Article 6 of the legislation relates to advertising and promotional material. It references visual material explicitly, providing an exemption for radio. The relevant section of Article 6* states that: “the supplier and dealer shall: make reference to the energy efficiency class of the product and the range of the efficiency classes available on the label in visual advertisements or technical promotional material for a specific model in accordance with the relevant delegated act”.
The case for reducing burdensome Ts&Cs which are particularly intrusive in an audio environment yet do not succeed in protecting consumers has been made to UK and European regulators by Radiocentre in conjunction with the Association of European Radios over the last few years.
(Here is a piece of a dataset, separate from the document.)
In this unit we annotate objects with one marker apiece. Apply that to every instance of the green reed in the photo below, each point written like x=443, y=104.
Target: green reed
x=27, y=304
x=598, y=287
The exclusion of radio and audio from Article 6 of the new legislation is an encouraging indication that the campaign to redefine regulation, to the good of both consumers and industry, is making progress.
The new legislation was published on 28 July this year and the regulation came into force on 1 August. Siobhan Kenny, CEO of Radiocentre says: “This is good news for listeners, advertisers and the commercial radio industry. It is particularly encouraging in the light of the discussions had at the REFIT Stakeholder Group in June: everything indicates that the campaign to shorten information on credit agreements in radio ads is moving in the right direction.”
Vincent Sneed, AER Director Regulatory Affairs added: “The Energy Labelling Regulation sends a good signal: it is the first time that an EU piece of legislation recognises radio is different from any other medium when it comes to Ts&Cs or warning messages inserted in advertising. It is key that radio’s specificity is kept in mind in future pieces of legislation, as radio is the only sound-only medium.”